Tuesday, October 08, 2002

Sitting here at six in the morning a familiar sound erupted behind me: the hiss and gurgle of the radiator. They put the heat on.

My job is winding down in our new office in a strange part of town, at the crux of TriBeCa and SoHo, facing that striking public works building out on the Hudson. Each day I walk down Canal to get there, from Chinatown past the watercolor letterists and shops of knockoffs. The street is intimate; I get a sense of it as a distinct, self-sustaining community. A Chinese woman swept dust from out of one store and emerged to return the dustpan and broom to a store a few doors down. Businesses sit on top of each other and you don't know what's what or who you're supposed to buy anything from but someone will step up to sell. Shops with "electronics" and "audio" in their names sell nothing but fake shoes and handbags.

I hardly do any work. I show up and greet the few remaining people and we hang around and talk and we go out for long lunches and when Steve isn't there we play the guitar, we sing, we erupt in mad fits of cursing. It occurs to me what a weird and wonderful time this is.
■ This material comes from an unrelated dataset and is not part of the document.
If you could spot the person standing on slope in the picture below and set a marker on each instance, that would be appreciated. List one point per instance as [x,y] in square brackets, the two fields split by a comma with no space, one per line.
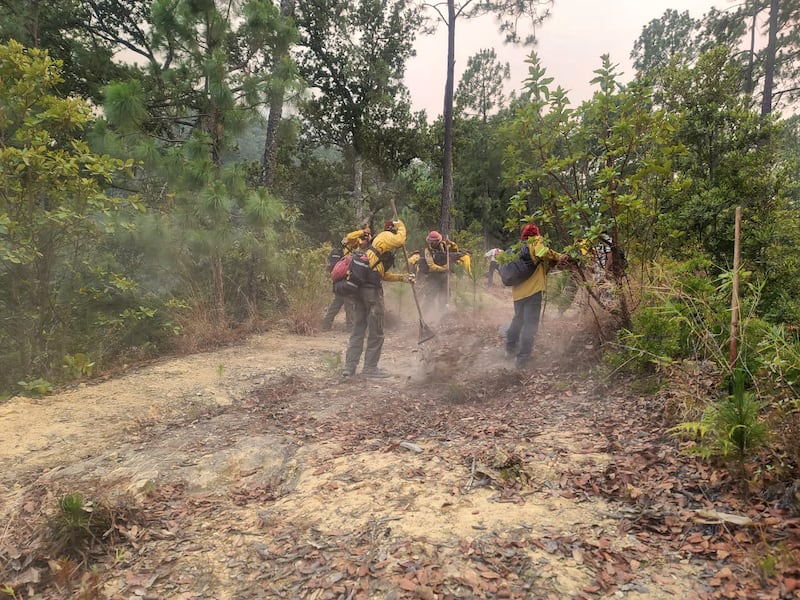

I will likely never have another time that is quite like this. In spite of the gloomy circumstances and the industrial grimness of the office (Jason said yesterday, "I hate coming into the office") I know that I will look back on this fondly. I'm in the middle of it and I know all too soon it will be over and I'm just trying to grasp it a little.

Listening to old tapes of my song ideas I feel like Beckett's Krapp listening to the tape of his diary. Disconcerting and absurd. At one point on a tape from '98 I heard Aimee's chimey voice in the background and I was plunged back into that cozy world I'd lost, or given up.